If she loves it, I'd say you've won that battle. Good work.:clap:


----------



## Brushslingers (Jul 28, 2006)

aspenpainting said:


> hey guys the wall is about 20' long, yes i used a long pole-i think its 16 ft. extended, stood on a step ladder to reach with an 18" roller. yes with lots and lots of dips into the tray-2 per line. i went in today and the streaks died down a little and the home owner actually loves it shes already put pictures on the wall. as always thanks for all the advice.



Yah, sounds like its still drying. Sounds like you are out of the water too!


----------



## MAC2PAINTING (Sep 19, 2006)

Paintguy26 said:


> high walls- how long were they?
> did you use a 9", 14", or 18" roller?
> were you sure you kept a wet edge?
> you said "plenty of paint"? what's plenty-normal or more than usual?
> ...


NOW I THINK YER GETTIN SOMEWHERE...THIS SEEMS THE MOST LIKELY ANSWER TO ME TOO


----------



## Joewho (Sep 20, 2006)

for future reference, that 18" roller with a 3/8 nap is the problem.
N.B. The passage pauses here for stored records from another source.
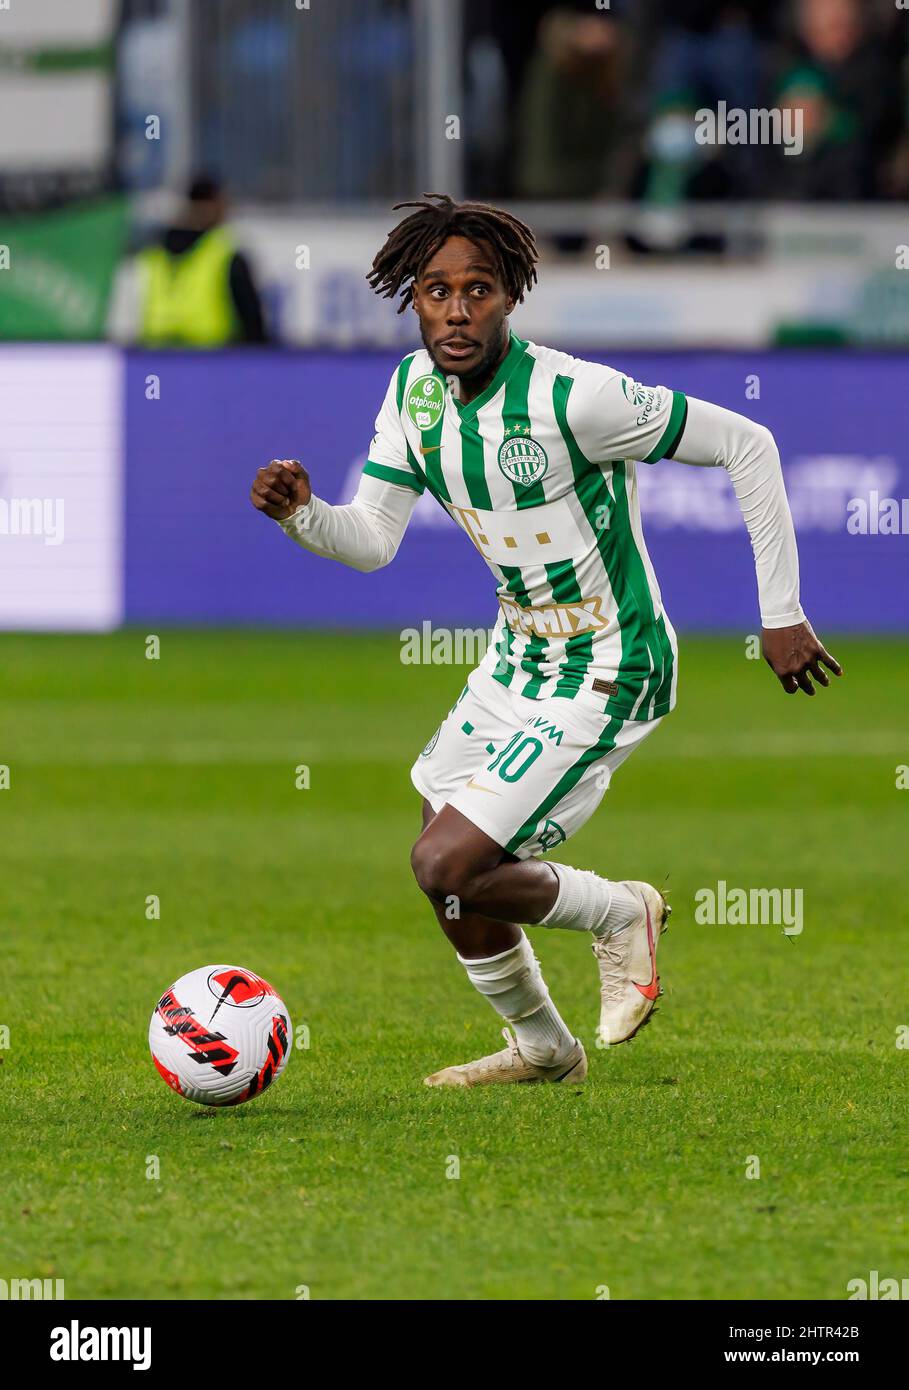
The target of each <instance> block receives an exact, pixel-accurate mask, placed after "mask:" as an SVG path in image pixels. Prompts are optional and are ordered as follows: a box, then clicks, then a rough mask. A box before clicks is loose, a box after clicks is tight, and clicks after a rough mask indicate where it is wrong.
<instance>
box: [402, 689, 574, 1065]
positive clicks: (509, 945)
mask: <svg viewBox="0 0 909 1390" xmlns="http://www.w3.org/2000/svg"><path fill="white" fill-rule="evenodd" d="M514 719H516V714H514V705H513V701H511V698H510V694H509V691H507V689H506V688H505V687H502V685H500V684H499V682H498V681H495V680H493V678H492V676H489V673H488V671H485V670H482V669H477V670H475V671H473V673H471V676H470V678H468V682H467V685H466V687H464V689H463V691H461V694H460V696H459V699H457V701H456V703H454V705H453V706H452V709H450V710H449V714H448V717H446V719H445V720H443V721H442V724H441V727H439V728H438V731H436V733H435V734H434V737H432V738H431V739H429V742H428V744H427V746H425V748H424V749H423V753H421V755H420V758H418V759H417V762H416V763H414V767H413V769H411V774H410V776H411V780H413V783H414V787H416V788H417V791H420V792H421V795H423V798H424V813H423V815H424V830H425V828H427V827H428V826H429V824H431V821H432V819H434V815H435V812H434V808H435V809H436V810H441V809H442V808H443V806H445V803H446V801H448V799H449V796H452V795H453V794H454V792H456V791H457V788H459V787H461V785H463V784H464V783H466V781H468V780H470V777H471V773H473V771H474V770H475V769H480V767H481V766H482V765H484V763H485V762H488V759H489V755H491V752H495V749H496V746H503V745H505V744H506V742H507V738H509V737H510V733H511V728H513V726H514ZM493 852H495V858H496V860H502V859H503V858H506V859H511V856H510V855H506V853H505V852H503V849H502V847H500V845H495V847H493ZM429 901H431V902H432V906H434V909H435V915H436V919H438V922H439V926H441V927H442V930H443V931H445V934H446V937H448V938H449V941H450V942H452V945H453V947H454V949H456V951H457V958H459V962H460V965H461V966H463V967H464V972H466V974H467V979H468V980H470V983H471V984H473V986H474V988H475V990H477V991H478V992H480V994H482V995H484V997H485V998H486V999H488V1001H489V1004H491V1005H492V1008H493V1009H495V1011H496V1013H498V1015H499V1017H502V1019H503V1022H506V1023H510V1024H511V1027H513V1029H514V1033H516V1036H517V1047H518V1048H521V1049H523V1052H524V1055H521V1052H518V1051H517V1048H513V1047H511V1045H509V1047H507V1048H506V1049H505V1051H503V1052H500V1054H496V1055H493V1056H492V1058H481V1059H480V1062H477V1063H470V1065H468V1066H466V1068H460V1066H459V1068H448V1069H446V1070H445V1072H442V1073H436V1074H435V1076H431V1077H428V1079H427V1080H428V1083H429V1084H434V1086H435V1084H446V1086H475V1084H481V1083H484V1081H493V1080H495V1081H503V1080H507V1081H516V1080H542V1079H550V1080H560V1079H562V1077H563V1076H564V1073H566V1072H567V1070H571V1074H573V1079H574V1080H582V1073H584V1072H585V1069H587V1061H585V1059H584V1049H582V1048H581V1047H580V1044H577V1042H575V1038H574V1037H573V1034H571V1033H570V1030H568V1029H567V1027H566V1024H564V1022H563V1019H562V1017H560V1015H559V1012H557V1009H556V1008H555V1005H553V1002H552V999H550V997H549V990H548V988H546V984H545V981H543V979H542V974H541V970H539V963H538V962H537V959H535V956H534V952H532V949H531V945H530V941H528V940H527V937H525V934H524V931H523V930H521V927H520V926H517V924H516V922H514V920H513V919H503V917H489V916H486V915H484V913H480V912H466V910H464V908H463V903H459V902H457V901H456V899H452V901H446V898H445V895H442V898H439V899H438V901H434V899H429ZM582 1059H584V1061H582ZM562 1063H564V1065H562ZM550 1068H556V1070H550Z"/></svg>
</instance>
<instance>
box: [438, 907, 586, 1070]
mask: <svg viewBox="0 0 909 1390" xmlns="http://www.w3.org/2000/svg"><path fill="white" fill-rule="evenodd" d="M457 959H459V960H460V963H461V965H463V966H464V969H466V970H467V974H468V977H470V981H471V984H473V986H474V988H475V990H478V991H480V994H482V995H485V997H486V999H489V1004H491V1005H492V1008H493V1009H495V1011H496V1013H498V1015H499V1016H500V1017H503V1019H505V1020H506V1022H507V1023H510V1024H511V1027H513V1029H514V1037H516V1038H517V1045H518V1048H520V1051H521V1056H523V1058H524V1061H525V1062H532V1065H534V1066H555V1065H556V1063H557V1062H560V1061H562V1059H563V1058H564V1056H567V1055H568V1052H571V1049H573V1048H574V1036H573V1034H571V1033H568V1029H567V1027H566V1026H564V1023H563V1020H562V1016H560V1013H559V1011H557V1009H556V1006H555V1004H553V1002H552V999H550V998H549V990H548V988H546V983H545V980H543V977H542V974H541V970H539V960H538V959H537V956H535V955H534V952H532V949H531V944H530V941H528V940H527V937H525V935H524V933H521V940H520V941H518V944H517V945H516V947H511V948H510V949H509V951H503V952H502V954H500V955H498V956H488V958H486V959H485V960H464V958H463V956H460V955H459V958H457Z"/></svg>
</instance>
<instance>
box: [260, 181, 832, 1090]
mask: <svg viewBox="0 0 909 1390" xmlns="http://www.w3.org/2000/svg"><path fill="white" fill-rule="evenodd" d="M398 207H407V208H414V211H411V213H410V214H409V215H407V217H404V218H403V221H400V222H399V224H398V227H395V229H393V231H392V232H391V235H389V236H388V240H386V242H385V245H384V246H382V249H381V250H379V252H378V254H377V257H375V260H374V263H372V270H371V272H370V275H368V277H367V278H368V279H370V284H371V285H372V288H374V289H375V291H377V293H384V295H385V297H393V296H395V295H400V307H399V313H400V311H403V310H404V309H406V307H407V304H410V306H411V307H413V309H414V311H416V313H417V317H418V320H420V335H421V338H423V345H424V346H423V349H421V350H417V352H413V353H409V354H407V356H406V357H404V360H403V361H402V363H400V366H399V367H398V368H396V370H395V373H393V375H392V379H391V382H389V386H388V392H386V395H385V400H384V403H382V409H381V410H379V414H378V418H377V421H375V435H374V438H372V445H371V448H370V453H368V461H367V464H366V467H364V471H363V478H361V481H360V486H359V491H357V495H356V498H354V499H353V502H352V503H349V505H347V506H328V505H327V503H325V502H322V500H321V499H320V498H318V496H316V493H314V492H313V489H311V486H310V480H309V474H307V473H306V470H304V468H303V467H302V466H300V463H299V461H297V460H295V459H277V460H272V461H271V463H270V464H268V466H267V467H263V468H260V470H259V473H257V477H256V481H254V482H253V488H252V502H253V506H256V507H257V509H259V510H260V512H264V513H265V514H267V516H270V517H274V520H275V521H277V523H278V524H279V525H281V528H282V530H284V531H285V532H286V535H288V537H290V539H292V541H295V542H296V543H297V545H302V546H303V548H304V549H307V550H311V552H313V553H316V555H321V556H328V557H331V559H335V560H341V562H342V563H345V564H350V566H353V567H354V569H357V570H364V571H366V570H377V569H379V567H381V566H384V564H388V563H389V562H391V560H392V559H393V557H395V552H396V550H398V546H399V543H400V539H402V537H403V534H404V530H406V527H407V521H409V518H410V514H411V512H413V509H414V505H416V502H417V499H418V498H420V495H421V493H423V492H424V491H428V492H431V493H432V496H434V498H435V500H436V502H438V503H441V506H443V507H445V510H446V512H448V513H449V514H450V516H452V517H453V520H454V521H456V523H457V525H459V527H460V528H461V530H463V531H464V532H466V535H467V538H468V539H470V541H471V542H473V543H474V545H475V546H477V549H478V550H480V553H481V555H482V556H484V559H485V560H486V563H488V566H489V569H491V570H492V574H493V577H495V582H496V592H498V599H499V609H500V612H499V617H498V623H496V627H495V641H493V644H492V645H491V646H489V651H488V652H486V655H485V657H484V660H482V662H481V663H480V666H478V667H477V669H475V670H474V671H471V674H470V677H468V680H467V685H466V687H464V689H463V691H461V694H460V696H459V699H457V702H456V703H454V705H453V706H452V709H450V710H449V713H448V716H446V717H445V720H443V721H442V724H441V727H439V728H438V731H436V733H435V734H434V735H432V738H431V739H429V742H428V744H427V746H425V748H424V749H423V753H421V755H420V756H418V759H417V762H416V763H414V766H413V770H411V780H413V784H414V787H416V788H417V791H418V792H420V794H421V796H423V834H421V835H420V838H418V840H417V842H416V845H414V847H413V855H411V863H413V872H414V876H416V880H417V883H418V885H420V888H421V890H423V892H424V894H425V895H427V898H428V899H429V902H431V903H432V906H434V909H435V913H436V917H438V920H439V926H441V927H442V930H443V933H445V934H446V937H448V938H449V941H450V942H452V945H453V947H454V948H456V951H457V958H459V960H460V963H461V965H463V966H464V970H466V973H467V977H468V980H470V981H471V984H473V986H474V988H477V990H478V991H480V992H481V994H482V995H485V998H486V999H488V1001H489V1004H491V1005H492V1008H493V1009H495V1011H496V1013H498V1015H499V1016H500V1017H502V1019H503V1020H505V1023H506V1024H510V1026H511V1029H513V1033H511V1031H510V1030H509V1027H506V1029H505V1030H503V1031H505V1037H506V1042H507V1045H506V1047H505V1049H502V1051H499V1052H493V1054H492V1055H491V1056H484V1058H480V1059H477V1061H471V1062H466V1063H460V1065H454V1066H448V1068H445V1069H443V1070H441V1072H436V1073H435V1074H432V1076H428V1077H427V1079H425V1083H427V1086H482V1084H489V1083H506V1081H566V1080H568V1081H582V1080H584V1079H585V1076H587V1056H585V1052H584V1047H582V1045H581V1042H580V1040H578V1038H577V1037H575V1036H574V1034H573V1033H571V1030H570V1029H568V1027H567V1024H566V1023H564V1022H563V1019H562V1016H560V1013H559V1011H557V1008H556V1005H555V1004H553V1001H552V999H550V997H549V990H548V988H546V984H545V983H543V979H542V974H541V970H539V963H538V960H537V958H535V956H534V952H532V949H531V945H530V941H528V940H527V937H525V934H524V930H523V926H521V924H523V923H527V924H537V926H543V927H557V929H560V930H564V931H578V933H582V934H585V935H587V938H588V940H591V941H592V949H593V955H595V958H596V963H598V967H599V981H600V1017H599V1036H600V1040H602V1044H603V1045H613V1044H617V1042H623V1041H624V1040H625V1038H630V1037H632V1036H634V1033H635V1031H637V1030H638V1029H639V1027H641V1024H642V1023H645V1022H646V1019H648V1015H649V1013H650V1009H652V1008H653V1002H655V999H656V997H657V994H659V976H657V973H656V949H657V942H659V935H660V931H663V929H664V927H666V919H667V913H669V908H667V905H666V902H664V899H663V897H662V894H660V892H657V890H656V888H653V887H652V885H650V884H646V883H641V881H637V880H620V881H616V880H610V878H606V877H603V876H600V874H599V873H591V872H587V870H581V869H574V867H571V866H568V865H563V863H555V862H552V860H542V859H541V858H539V856H541V855H542V853H546V852H548V851H552V849H555V848H556V847H557V845H560V844H562V842H563V841H566V840H567V838H568V835H571V834H574V831H575V830H578V828H580V827H581V826H584V824H585V821H587V820H588V819H589V816H591V815H592V813H593V810H595V809H596V806H598V805H599V802H600V799H602V796H603V792H605V790H606V787H607V784H609V780H610V777H612V774H613V773H614V771H616V769H617V767H620V766H621V763H624V760H625V758H628V755H630V753H631V752H632V751H634V749H635V748H637V746H638V745H639V744H641V742H642V741H644V739H645V738H646V737H648V734H650V733H652V731H653V730H655V728H656V726H657V724H659V723H660V721H662V719H663V717H664V716H666V714H667V713H669V712H670V710H671V709H673V706H674V703H675V677H677V646H675V634H674V631H673V627H671V624H670V621H669V617H667V614H666V612H664V609H663V603H662V599H660V591H659V587H657V582H656V577H655V574H653V569H652V566H650V560H649V557H648V553H646V549H645V545H644V534H642V530H641V514H639V509H638V491H637V484H635V461H634V460H644V461H645V463H657V461H659V460H660V459H677V460H680V461H681V463H689V464H701V466H707V467H721V468H726V470H727V473H728V474H730V480H731V484H732V488H734V489H735V495H737V498H738V502H739V505H741V509H742V516H744V520H745V525H746V527H748V531H749V534H751V541H752V548H753V553H755V564H756V571H757V592H759V600H760V614H762V624H763V637H762V642H763V655H764V659H766V660H767V663H769V664H770V667H771V670H773V671H774V673H776V676H777V677H778V680H780V682H781V685H783V688H784V691H787V692H789V694H795V692H796V691H799V689H802V691H803V692H805V694H806V695H814V685H813V684H812V677H814V680H816V681H819V682H820V684H821V685H828V684H830V680H828V676H827V673H826V670H824V666H826V667H828V670H831V671H833V673H834V674H835V676H840V674H841V669H840V666H838V663H837V662H835V660H834V657H833V656H830V653H828V652H827V651H826V649H824V648H823V645H821V644H820V642H819V639H817V638H816V635H814V632H813V631H812V627H810V624H809V623H808V621H806V620H805V614H803V612H802V607H801V605H799V578H798V555H796V548H795V532H794V528H792V518H791V516H789V509H788V503H787V496H785V489H784V485H783V474H781V470H780V456H778V452H777V448H776V443H774V441H773V436H771V435H770V432H769V431H767V430H766V428H763V425H757V424H753V423H752V421H751V420H748V418H745V417H744V416H738V414H734V413H732V411H730V410H723V409H720V407H719V406H714V404H707V403H706V402H703V400H695V399H685V396H684V395H681V393H680V392H677V391H667V389H666V388H663V386H642V385H639V384H638V382H635V381H631V379H630V378H628V377H624V375H623V374H621V373H619V371H614V370H613V368H612V367H603V366H599V364H598V363H592V361H584V360H581V359H578V357H570V356H568V354H567V353H563V352H557V350H556V349H553V347H539V346H537V345H535V343H531V342H525V341H524V339H521V338H518V336H517V335H516V334H514V332H513V331H511V329H510V328H509V316H510V314H511V311H513V309H514V307H516V304H518V303H520V302H521V300H523V297H524V293H525V291H530V289H531V288H532V284H534V282H535V279H537V270H535V265H537V260H538V257H537V247H535V242H534V236H532V232H531V231H530V228H528V227H525V225H524V224H523V222H520V221H518V220H517V218H514V217H511V215H510V214H509V213H506V211H503V210H500V208H495V207H488V206H485V204H481V203H454V202H453V200H452V199H450V197H448V196H445V195H425V196H424V200H421V202H417V203H399V204H398Z"/></svg>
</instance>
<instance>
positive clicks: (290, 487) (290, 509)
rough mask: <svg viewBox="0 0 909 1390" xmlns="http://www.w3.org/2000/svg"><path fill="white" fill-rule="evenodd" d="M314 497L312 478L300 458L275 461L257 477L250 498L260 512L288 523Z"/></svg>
mask: <svg viewBox="0 0 909 1390" xmlns="http://www.w3.org/2000/svg"><path fill="white" fill-rule="evenodd" d="M311 496H313V489H311V488H310V477H309V473H307V471H306V468H304V467H303V466H302V464H300V463H299V460H297V459H272V460H271V463H268V464H265V467H264V468H260V470H259V473H257V474H256V481H254V482H253V486H252V491H250V493H249V499H250V502H252V503H253V506H254V507H257V510H259V512H264V513H265V516H267V517H274V520H275V521H286V518H288V517H289V516H293V513H295V512H296V509H297V507H302V506H303V505H304V503H306V502H309V499H310V498H311Z"/></svg>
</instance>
The roller covers so much horizontal area that the low nap can't get enough paint into the dips. The result is that the roller rides on the edges, leaving you with the "rope" look.


----------



## Richard (May 21, 2006)

Joewho said:


> for future reference, that 18" roller with a 3/8 nap is the problem. The roller covers so much horizontal area that the low nap can't get enough paint into the dips. The result is that the roller rides on the edges, leaving you with the "rope" look.


Hey Joe...what do you use for real big walls? A 14"? or a 9"? Just curious....


----------



## Joewho (Sep 20, 2006)

When I was younger I'd use 18's and other rollers bigger than 9, but as time goes on, the lower back can't take it. Now,I just use a 9". Usually a 3/4 unless a finer finish is required, then 1/2 for a high wall. the shorter the wall or the newer the wall, the more likely to use a short nap.

By the way, osha doesn't like the 18" rollers. Those are really floor rollers.


----------